If the stock had gone up 5% during your trade, the first scenario would mean you ended up with $105 worth of stock. Minus $12 in fees leaves you at $93 which is a 7% loss. In the second scenario, you would end up with $1050 minus $12 in fees would leave you with $1038 or a $38 profit (3.8% return on investment)
c) The only "poor allocation" is putting all his eggs in one or two baskets. He has to diversify and buy a few companies in diverse industries. Diversification lowers risk which as I said earlier is your #1 objective. An index fund is just a diversified basket of stocks in a specific sector. Index investing is a solid bet, especially for the long term, and typically has lower risk than individual stock. However, lower risk means lower reward. So again, you have to find out what his objective is and see what his risk tolerance is and then decide whether he wants to throw it in an index fund and forget about it or target potentially hot stocks that could return higher profit rates.
d) Only your trading company gets paid when you buy shares in MCD or SBUX. E-Trade/robinhood/TD etc get a few bucks per trade. Theres no fat cat on WS jumping for joy over your $6 fee to buy 50 shares of MCD.
e) If you bought Tesla, Apple, or Google stock a few months/years back you'd be retired on the beach somewhere instead of hanging around a water cooler. All three stocks greatly outperformed the market, especially your beloved index funds. Those stocks in particular have been some of the best performing stocks over the past decade. I turned 6k into 30k in Apple stock a few years back during college. If i put my money in an index fund I would have turned that 6k into 8k.
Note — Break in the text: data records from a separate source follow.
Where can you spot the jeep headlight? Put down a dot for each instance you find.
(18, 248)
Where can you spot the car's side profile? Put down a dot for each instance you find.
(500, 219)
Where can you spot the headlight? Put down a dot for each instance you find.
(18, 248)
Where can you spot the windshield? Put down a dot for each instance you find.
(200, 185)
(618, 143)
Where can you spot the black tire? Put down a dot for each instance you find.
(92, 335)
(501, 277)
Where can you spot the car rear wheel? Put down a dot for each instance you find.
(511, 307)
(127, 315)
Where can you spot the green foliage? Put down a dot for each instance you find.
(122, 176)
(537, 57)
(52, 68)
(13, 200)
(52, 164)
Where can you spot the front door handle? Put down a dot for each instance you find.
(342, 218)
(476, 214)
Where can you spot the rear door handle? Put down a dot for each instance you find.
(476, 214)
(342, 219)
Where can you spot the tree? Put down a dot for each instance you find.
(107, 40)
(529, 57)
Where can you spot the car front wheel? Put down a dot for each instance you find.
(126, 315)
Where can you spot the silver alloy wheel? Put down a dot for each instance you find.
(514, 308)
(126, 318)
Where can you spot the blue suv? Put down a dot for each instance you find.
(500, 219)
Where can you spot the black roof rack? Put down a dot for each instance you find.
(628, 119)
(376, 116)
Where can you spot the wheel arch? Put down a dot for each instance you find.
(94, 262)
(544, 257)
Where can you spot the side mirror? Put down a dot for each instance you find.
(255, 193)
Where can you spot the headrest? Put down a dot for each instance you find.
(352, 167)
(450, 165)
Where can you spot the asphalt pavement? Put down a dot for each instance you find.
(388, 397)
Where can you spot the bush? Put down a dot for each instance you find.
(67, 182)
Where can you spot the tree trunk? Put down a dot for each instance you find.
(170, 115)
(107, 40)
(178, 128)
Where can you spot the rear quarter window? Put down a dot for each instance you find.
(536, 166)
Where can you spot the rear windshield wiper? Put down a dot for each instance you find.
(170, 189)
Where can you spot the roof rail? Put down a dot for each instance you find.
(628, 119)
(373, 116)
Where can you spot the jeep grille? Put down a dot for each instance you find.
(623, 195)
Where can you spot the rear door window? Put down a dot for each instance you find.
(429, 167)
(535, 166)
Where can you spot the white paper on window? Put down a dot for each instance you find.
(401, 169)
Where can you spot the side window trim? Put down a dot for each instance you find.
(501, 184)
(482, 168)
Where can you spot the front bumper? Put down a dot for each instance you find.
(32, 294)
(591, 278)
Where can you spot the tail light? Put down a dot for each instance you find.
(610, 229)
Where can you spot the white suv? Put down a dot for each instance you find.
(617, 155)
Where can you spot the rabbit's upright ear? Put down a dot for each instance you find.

Now, stop with your smart dumb shyt. I wrote all that out so others in this thread can learn. You have a very elementary understanding of the market so take your own advice before you call out "misinformation".
Don't be impressed. It's just blocks of text.
Very few people have the capital to buy enough stock to retire on. Those who do buy blocks of shares. You walked into this thread writing posts laced with vitriol. I mean breh your second bullet point is talking about a 50M order. That is definitely enough to warrant notice. Do you know how few individuals have 50M liquid to sit around and play the market with.
You'll never be a liquid millionaire with the nonsense you're spouting right now. And congrats on your 30K my man. My company nets that, accounting for overhead, in a day. Good day sir!